Herr Scholtz moved his chair back slightly, looked towards Rosa, and said loudly in German: ‘Well, she was beautiful, as I have told you.’ He paused, for thought. ‘And she was an aristocrat.’

‘Yes, yes,’ said the Captain impatiently.

‘She was tall, very slim, with a beautiful body – beautiful! She had that black hair, you know, black, black! And black eyes, and beautiful teeth.’ He added loudly and spitefully towards Rosa: ‘She was not the country bumpkin type, not at all. One has some taste.’

With extreme discomfort the Captain glanced towards the plump village Rosa. He said, pointedly using English even at this late stage, ‘Mine was fair. Tall and fair. A lovely girl. Lovely!’ he insisted with a glare. ‘Might have been an English girl.’

‘Which was entirely to her credit,’ suggested Herr Scholtz, with a smile.

‘That was in 1913,’ said the Captain insistently, and then: ‘You say she had black hair?’

‘Certainly, black hair. On that occasion – but that was not the last time it happened to me.’ He laughed. ‘I had three children by my wife, a fine woman – she is now dead, unfortunately.’ Again, there was no doubt tears filled his eyes. At the sight, the Captain’s indignation soared. But Herr Scholtz had recovered and was speaking: ‘But I ask myself, how many children in addition to the three? Sometimes I look at a young man in the streets who has a certain resemblance, and I ask myself: Perhaps he is my son? Yes, yes, my friend, this is a question that every man must ask himself, sometimes, is it not?’ He put back his head and laughed wholeheartedly, though with an undertone of rich regret.

The Captain did not speak for a moment. Then he said in English, ‘It’s all very well, but it did happen to me – it did .’ He sounded like a defiant schoolboy, and Herr Scholtz shrugged.

‘It happened to me, here. In this hotel.’

Herr Scholtz controlled his irritation, glanced at Rosa, and, for the first time since the beginning of this regrettable incident, he lowered his voice to a reasonable tone and spoke English. ‘Well,’ he said, in frank irony, smiling gently, with a quiet shrug, ‘well, perhaps if we are honest we must say that this is a thing that has happened to every man?
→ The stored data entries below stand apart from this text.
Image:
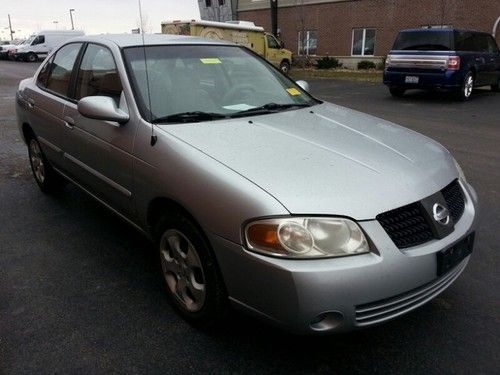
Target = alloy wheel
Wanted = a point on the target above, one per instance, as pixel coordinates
(469, 84)
(37, 161)
(183, 270)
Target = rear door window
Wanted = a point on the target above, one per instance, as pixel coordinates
(465, 41)
(424, 41)
(61, 68)
(98, 75)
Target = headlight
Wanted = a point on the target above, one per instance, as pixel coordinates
(461, 174)
(306, 237)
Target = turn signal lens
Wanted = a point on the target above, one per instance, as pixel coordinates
(306, 237)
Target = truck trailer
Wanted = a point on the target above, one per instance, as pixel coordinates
(244, 33)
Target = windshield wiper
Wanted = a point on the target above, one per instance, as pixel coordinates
(269, 108)
(195, 116)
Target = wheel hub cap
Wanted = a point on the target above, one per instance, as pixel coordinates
(183, 270)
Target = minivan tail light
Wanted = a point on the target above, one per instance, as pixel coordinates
(454, 63)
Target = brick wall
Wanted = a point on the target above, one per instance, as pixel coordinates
(334, 22)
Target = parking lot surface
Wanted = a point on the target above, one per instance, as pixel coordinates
(80, 291)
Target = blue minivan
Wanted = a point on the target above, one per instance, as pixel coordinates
(452, 59)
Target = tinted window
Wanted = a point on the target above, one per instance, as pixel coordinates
(44, 73)
(424, 41)
(492, 45)
(40, 39)
(61, 68)
(98, 74)
(271, 42)
(464, 41)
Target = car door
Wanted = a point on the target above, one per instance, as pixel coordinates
(97, 153)
(47, 97)
(493, 60)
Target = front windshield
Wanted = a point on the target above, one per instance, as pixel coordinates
(223, 81)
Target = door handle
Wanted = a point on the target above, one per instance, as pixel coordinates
(69, 122)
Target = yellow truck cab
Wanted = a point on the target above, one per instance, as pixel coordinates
(244, 33)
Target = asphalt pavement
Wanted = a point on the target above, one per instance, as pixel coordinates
(80, 291)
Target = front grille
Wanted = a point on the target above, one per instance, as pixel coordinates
(454, 199)
(408, 226)
(382, 310)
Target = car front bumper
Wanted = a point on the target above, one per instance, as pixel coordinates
(340, 294)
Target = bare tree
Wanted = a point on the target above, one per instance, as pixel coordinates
(302, 21)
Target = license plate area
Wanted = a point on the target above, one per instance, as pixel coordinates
(411, 79)
(449, 258)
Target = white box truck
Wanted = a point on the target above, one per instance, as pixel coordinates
(41, 43)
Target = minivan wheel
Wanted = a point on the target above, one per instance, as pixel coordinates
(31, 57)
(467, 86)
(193, 281)
(285, 67)
(45, 176)
(397, 92)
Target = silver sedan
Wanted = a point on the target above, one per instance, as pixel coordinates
(312, 216)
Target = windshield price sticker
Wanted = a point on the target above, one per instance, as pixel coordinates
(213, 60)
(293, 91)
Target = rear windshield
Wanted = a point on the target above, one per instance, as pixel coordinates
(424, 41)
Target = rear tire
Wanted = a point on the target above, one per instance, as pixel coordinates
(46, 177)
(190, 272)
(397, 92)
(465, 91)
(285, 67)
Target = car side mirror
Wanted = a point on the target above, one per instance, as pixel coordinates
(303, 85)
(102, 108)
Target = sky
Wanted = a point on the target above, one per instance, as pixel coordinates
(91, 16)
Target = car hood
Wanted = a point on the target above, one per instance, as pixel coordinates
(326, 159)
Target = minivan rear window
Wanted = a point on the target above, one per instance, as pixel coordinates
(424, 41)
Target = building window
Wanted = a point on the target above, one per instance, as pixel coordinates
(308, 42)
(363, 42)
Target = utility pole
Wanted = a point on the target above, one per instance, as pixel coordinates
(10, 29)
(274, 16)
(71, 16)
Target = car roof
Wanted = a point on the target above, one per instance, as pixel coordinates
(446, 29)
(133, 40)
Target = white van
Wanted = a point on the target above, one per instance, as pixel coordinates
(40, 44)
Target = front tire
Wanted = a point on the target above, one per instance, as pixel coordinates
(31, 57)
(45, 176)
(192, 278)
(465, 91)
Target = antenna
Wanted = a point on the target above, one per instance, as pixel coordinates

Or rather, if it did not exist, it was necessary to invent it?’

And now – said his look towards the Captain – and now, for heaven’s sake! For the sake of decency, masculine solidarity, for the sake of our dignity in the eyes of that girl over there, who has so wounded us both – pull yourself together, my friend, and consider what you are saying!

But the Captain was oblivious in memories. ‘No,’ he insisted. ‘No. Speak for yourself. It did happen. Here.’ He paused, and then brought out, with difficulty, ‘I never married.’

Herr Scholtz shrugged, at last, and was silent. Then he called out, ‘Fräulein, Fräulein – may I pay?’ It was time to put an end to it.

Rosa did not immediately turn around. She patted her hair at the back. She straightened her apron. She took her napkin from one forearm and arranged it prettily on the other. Then she turned and came, smiling, towards them. It could at once be seen that she intended her smile to be noticed.

‘You wish to pay?’ she asked Herr Scholtz. She spoke calmly and deliberately in English, and the Captain started and looked extremely uncomfortable. But Herr Scholtz immediately adjusted himself and said in English, ‘Yes, I am paying.’